Recently, many studies focused on P2Y12, which is one of the P2Y receptors known as a metabotropic G-protein-coupled purinergic receptor. The P2Y12 receptor (P2Y12R) has been shown to treat chronic migraine, neuropathic pain, and stroke. In the model of chronic migraine and neuropathic pain, P2Y12R mediates microglial activation. (Gu et al., 2016; Jing et al., 2019). These experiments suggested that the P2Y12R could be a potential therapeutic target for the SCI treatment.MRS2395 is a P2Y12 receptor inhibitor, and prior research has shown that P2Y12R inhibitors can reduce neuropathic pain caused by peripheral nerve injury (Jing et al., 2019). To our knowledge, no modulation effect of P2Y12R in SCI mice has been reported before.

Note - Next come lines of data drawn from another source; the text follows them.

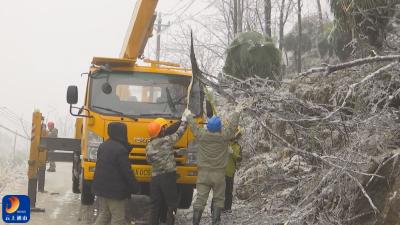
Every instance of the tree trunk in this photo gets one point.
(300, 36)
(240, 15)
(281, 25)
(321, 26)
(235, 17)
(267, 14)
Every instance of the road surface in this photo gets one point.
(62, 207)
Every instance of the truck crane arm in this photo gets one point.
(139, 30)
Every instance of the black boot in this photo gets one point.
(216, 216)
(171, 216)
(197, 216)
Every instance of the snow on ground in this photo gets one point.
(63, 207)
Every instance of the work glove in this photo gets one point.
(186, 113)
(240, 106)
(183, 118)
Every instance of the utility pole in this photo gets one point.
(160, 28)
(15, 144)
(158, 49)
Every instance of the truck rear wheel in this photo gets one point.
(76, 174)
(87, 197)
(185, 196)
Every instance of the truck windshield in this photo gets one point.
(143, 94)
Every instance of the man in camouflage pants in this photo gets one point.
(160, 153)
(212, 158)
(52, 133)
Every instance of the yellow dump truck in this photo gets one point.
(118, 89)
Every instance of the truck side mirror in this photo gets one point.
(72, 95)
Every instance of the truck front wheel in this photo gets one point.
(87, 197)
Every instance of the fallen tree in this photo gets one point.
(342, 129)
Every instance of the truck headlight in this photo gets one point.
(94, 142)
(192, 152)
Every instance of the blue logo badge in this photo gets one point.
(16, 209)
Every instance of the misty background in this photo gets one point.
(45, 46)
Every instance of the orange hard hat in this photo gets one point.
(154, 129)
(161, 121)
(50, 124)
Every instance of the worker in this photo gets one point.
(114, 181)
(235, 157)
(212, 159)
(160, 153)
(52, 133)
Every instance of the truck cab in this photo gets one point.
(119, 90)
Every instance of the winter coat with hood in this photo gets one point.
(113, 177)
(213, 148)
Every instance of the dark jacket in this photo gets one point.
(113, 177)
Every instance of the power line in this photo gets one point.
(14, 132)
(190, 17)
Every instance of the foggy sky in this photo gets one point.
(45, 45)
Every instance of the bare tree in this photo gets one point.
(321, 28)
(234, 17)
(285, 9)
(267, 14)
(240, 16)
(299, 40)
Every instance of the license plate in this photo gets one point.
(143, 172)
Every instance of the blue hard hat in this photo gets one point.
(214, 124)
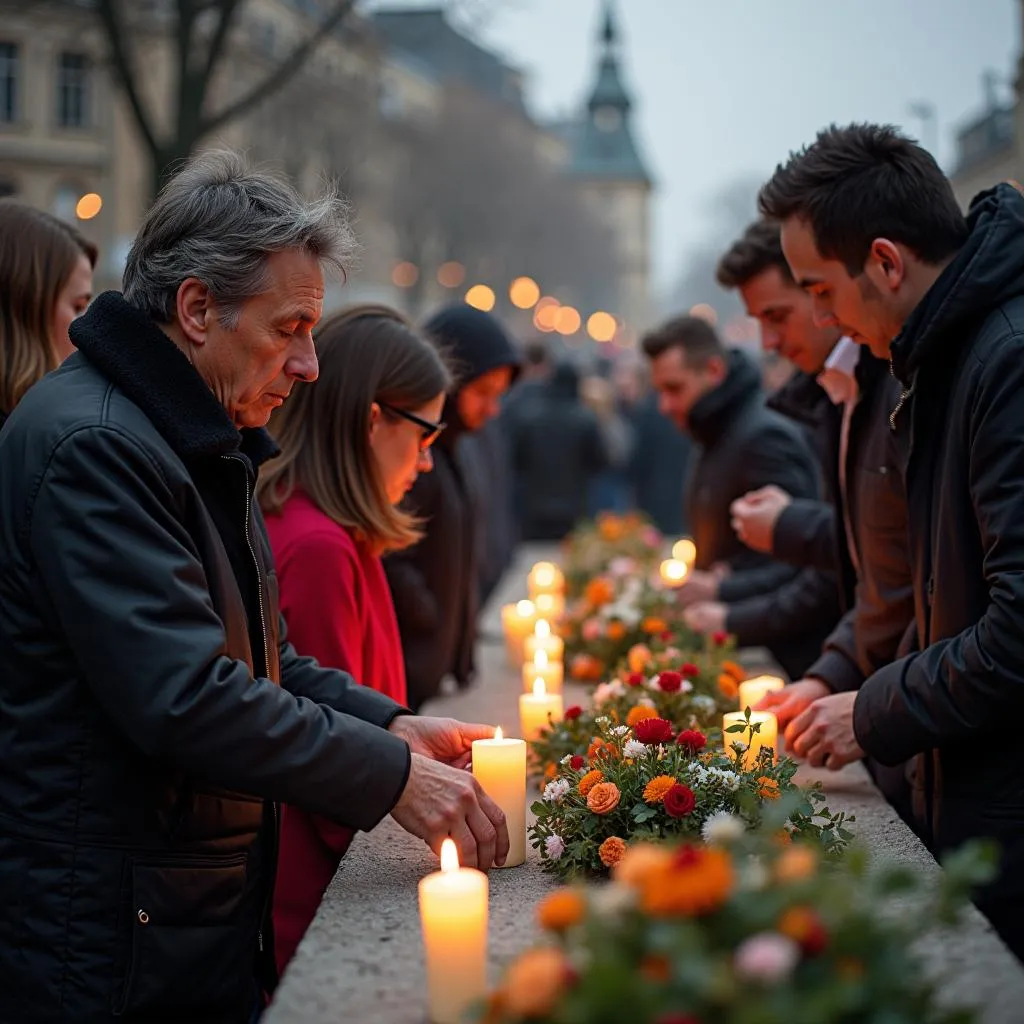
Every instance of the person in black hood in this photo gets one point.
(871, 229)
(556, 476)
(715, 395)
(435, 583)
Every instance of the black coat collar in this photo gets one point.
(133, 353)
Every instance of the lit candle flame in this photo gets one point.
(450, 856)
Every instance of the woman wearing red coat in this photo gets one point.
(352, 444)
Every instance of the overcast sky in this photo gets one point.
(725, 88)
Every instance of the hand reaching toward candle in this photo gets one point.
(440, 801)
(822, 733)
(755, 515)
(792, 700)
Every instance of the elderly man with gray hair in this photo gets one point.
(152, 712)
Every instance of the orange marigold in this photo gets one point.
(654, 791)
(611, 851)
(603, 799)
(589, 781)
(615, 631)
(561, 910)
(697, 881)
(728, 687)
(599, 592)
(639, 714)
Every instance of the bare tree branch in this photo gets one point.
(282, 72)
(111, 18)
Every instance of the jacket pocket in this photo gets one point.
(188, 937)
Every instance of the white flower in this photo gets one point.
(634, 749)
(767, 956)
(555, 790)
(722, 828)
(554, 846)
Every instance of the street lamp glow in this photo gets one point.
(480, 297)
(523, 293)
(601, 326)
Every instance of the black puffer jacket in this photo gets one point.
(954, 705)
(557, 450)
(143, 730)
(435, 584)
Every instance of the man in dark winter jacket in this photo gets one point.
(871, 229)
(557, 450)
(435, 584)
(844, 393)
(715, 395)
(152, 711)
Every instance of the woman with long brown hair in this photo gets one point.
(352, 444)
(45, 282)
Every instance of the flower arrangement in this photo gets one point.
(645, 781)
(742, 931)
(690, 689)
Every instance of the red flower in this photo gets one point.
(692, 740)
(679, 801)
(670, 682)
(653, 730)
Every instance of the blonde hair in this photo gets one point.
(367, 353)
(38, 253)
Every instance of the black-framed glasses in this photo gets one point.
(431, 430)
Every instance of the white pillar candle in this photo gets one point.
(542, 639)
(454, 918)
(535, 709)
(517, 623)
(767, 735)
(553, 673)
(500, 767)
(752, 691)
(674, 572)
(545, 578)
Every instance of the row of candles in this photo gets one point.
(454, 900)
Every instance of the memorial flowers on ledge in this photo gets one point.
(744, 930)
(650, 782)
(688, 689)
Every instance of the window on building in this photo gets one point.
(74, 75)
(8, 82)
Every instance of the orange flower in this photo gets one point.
(798, 862)
(599, 592)
(697, 881)
(639, 714)
(653, 626)
(736, 671)
(639, 657)
(535, 982)
(587, 668)
(603, 799)
(615, 631)
(654, 791)
(589, 781)
(728, 687)
(561, 910)
(611, 851)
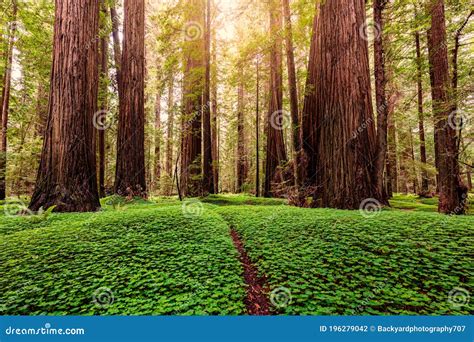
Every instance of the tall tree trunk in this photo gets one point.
(344, 129)
(380, 96)
(67, 173)
(424, 191)
(170, 128)
(257, 131)
(241, 155)
(103, 103)
(117, 47)
(193, 83)
(215, 125)
(208, 179)
(6, 101)
(130, 166)
(158, 138)
(452, 193)
(292, 83)
(275, 151)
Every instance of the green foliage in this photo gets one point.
(339, 262)
(152, 261)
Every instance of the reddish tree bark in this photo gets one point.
(424, 191)
(380, 96)
(208, 179)
(275, 151)
(193, 84)
(5, 104)
(67, 174)
(343, 123)
(452, 193)
(241, 155)
(130, 166)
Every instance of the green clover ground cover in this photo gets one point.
(339, 262)
(152, 261)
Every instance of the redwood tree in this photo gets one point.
(452, 193)
(275, 151)
(130, 166)
(342, 135)
(67, 175)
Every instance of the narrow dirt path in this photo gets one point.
(256, 302)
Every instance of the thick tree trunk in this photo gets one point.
(275, 151)
(292, 83)
(380, 96)
(103, 104)
(193, 84)
(241, 155)
(452, 193)
(67, 173)
(130, 166)
(424, 191)
(343, 123)
(158, 138)
(208, 179)
(5, 104)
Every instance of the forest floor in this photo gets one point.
(234, 255)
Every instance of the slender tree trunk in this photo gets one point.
(276, 152)
(117, 47)
(208, 179)
(241, 155)
(194, 84)
(103, 104)
(452, 193)
(67, 173)
(6, 102)
(292, 82)
(158, 135)
(257, 132)
(170, 128)
(343, 118)
(380, 96)
(424, 191)
(215, 125)
(130, 166)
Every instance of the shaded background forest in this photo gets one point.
(241, 41)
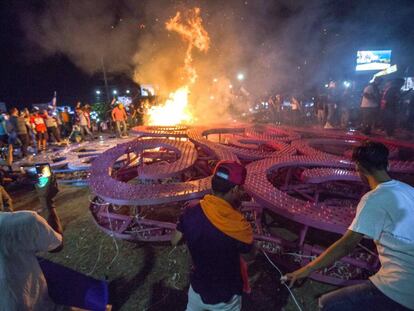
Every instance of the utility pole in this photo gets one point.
(105, 80)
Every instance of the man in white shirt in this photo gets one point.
(370, 105)
(23, 234)
(386, 215)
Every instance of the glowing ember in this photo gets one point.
(175, 110)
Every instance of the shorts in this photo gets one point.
(4, 139)
(41, 135)
(14, 140)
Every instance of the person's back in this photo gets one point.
(83, 121)
(216, 257)
(39, 123)
(22, 283)
(118, 114)
(50, 121)
(391, 206)
(65, 116)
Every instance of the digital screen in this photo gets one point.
(408, 84)
(125, 100)
(373, 60)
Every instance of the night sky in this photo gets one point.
(342, 27)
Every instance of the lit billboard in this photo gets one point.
(373, 60)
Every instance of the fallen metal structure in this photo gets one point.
(306, 185)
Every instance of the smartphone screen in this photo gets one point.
(44, 173)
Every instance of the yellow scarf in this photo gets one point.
(225, 218)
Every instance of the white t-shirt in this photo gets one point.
(386, 214)
(367, 102)
(22, 283)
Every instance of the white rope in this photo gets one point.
(281, 274)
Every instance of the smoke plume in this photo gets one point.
(280, 46)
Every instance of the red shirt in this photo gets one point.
(39, 123)
(118, 114)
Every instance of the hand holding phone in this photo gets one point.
(46, 185)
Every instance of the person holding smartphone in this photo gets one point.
(22, 235)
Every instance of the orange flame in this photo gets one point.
(175, 110)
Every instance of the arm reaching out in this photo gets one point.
(335, 252)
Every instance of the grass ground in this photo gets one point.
(150, 276)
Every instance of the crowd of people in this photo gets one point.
(221, 243)
(378, 107)
(30, 132)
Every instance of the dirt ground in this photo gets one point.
(151, 276)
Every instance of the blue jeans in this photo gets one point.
(361, 297)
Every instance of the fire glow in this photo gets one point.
(176, 109)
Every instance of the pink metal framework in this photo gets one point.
(141, 187)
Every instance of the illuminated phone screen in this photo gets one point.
(43, 174)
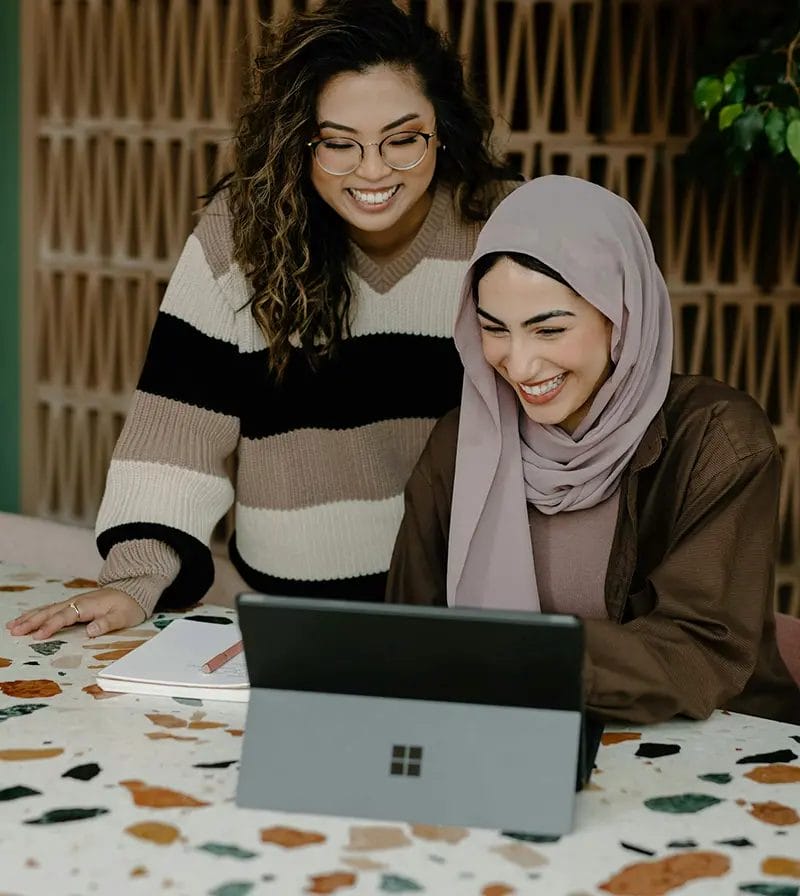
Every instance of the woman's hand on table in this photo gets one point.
(104, 610)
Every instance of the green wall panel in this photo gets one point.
(9, 254)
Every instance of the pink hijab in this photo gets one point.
(599, 245)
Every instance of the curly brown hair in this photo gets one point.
(289, 242)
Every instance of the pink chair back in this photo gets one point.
(787, 631)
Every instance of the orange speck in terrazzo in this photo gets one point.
(154, 797)
(37, 687)
(330, 883)
(290, 838)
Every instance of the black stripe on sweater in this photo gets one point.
(186, 365)
(196, 574)
(381, 377)
(372, 378)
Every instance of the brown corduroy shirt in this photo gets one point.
(689, 585)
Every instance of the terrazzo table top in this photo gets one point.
(119, 794)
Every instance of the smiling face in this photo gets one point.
(382, 208)
(548, 343)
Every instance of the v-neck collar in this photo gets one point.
(382, 277)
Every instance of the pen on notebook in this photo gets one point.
(221, 658)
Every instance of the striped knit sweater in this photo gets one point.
(321, 459)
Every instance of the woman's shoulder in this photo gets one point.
(214, 232)
(718, 411)
(438, 459)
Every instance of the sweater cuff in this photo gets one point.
(142, 568)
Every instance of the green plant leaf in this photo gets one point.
(707, 93)
(729, 114)
(747, 127)
(775, 129)
(733, 83)
(793, 139)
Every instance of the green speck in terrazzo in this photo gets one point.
(233, 888)
(681, 803)
(721, 778)
(48, 648)
(227, 849)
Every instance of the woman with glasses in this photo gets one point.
(306, 330)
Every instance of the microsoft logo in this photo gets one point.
(406, 760)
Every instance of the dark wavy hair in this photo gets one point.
(290, 243)
(486, 262)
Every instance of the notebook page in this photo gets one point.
(176, 654)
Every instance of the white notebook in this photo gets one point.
(169, 664)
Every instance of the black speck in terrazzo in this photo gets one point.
(57, 816)
(83, 772)
(654, 751)
(15, 793)
(217, 620)
(531, 838)
(769, 889)
(775, 756)
(634, 848)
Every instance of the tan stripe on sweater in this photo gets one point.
(371, 463)
(166, 431)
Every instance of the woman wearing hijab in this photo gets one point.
(580, 476)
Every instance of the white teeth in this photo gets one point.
(373, 198)
(544, 388)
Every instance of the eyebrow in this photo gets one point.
(392, 124)
(536, 319)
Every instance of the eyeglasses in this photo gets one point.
(342, 155)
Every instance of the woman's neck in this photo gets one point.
(384, 245)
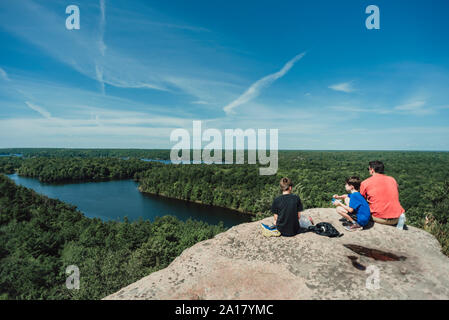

Here, we conducted a series of experiments to explore the relationship between P2Y12R and SCI. Firstly, to examine whether the expression of P2Y12R is related to SCI, we established the SCI model and performed the upregulation of P2Y12R and co-localization with microglia and neurons. Later, after the administration of selective inhibitor MRS2395 confirmed that MRS2395 enhanced motor function recovery and injured tissue was repair. Finally, to elucidate the potential underlying molecular mechanisms, we examined myelin sheath and the expression levels of apoptosis, and astrocyte scar formation related proteins. Therefore, the results revealed that overexpression of P2Y12R could cause motor dysfunction in SCI mice and suggested that P2Y12R may be a new target for the treatment of SCI.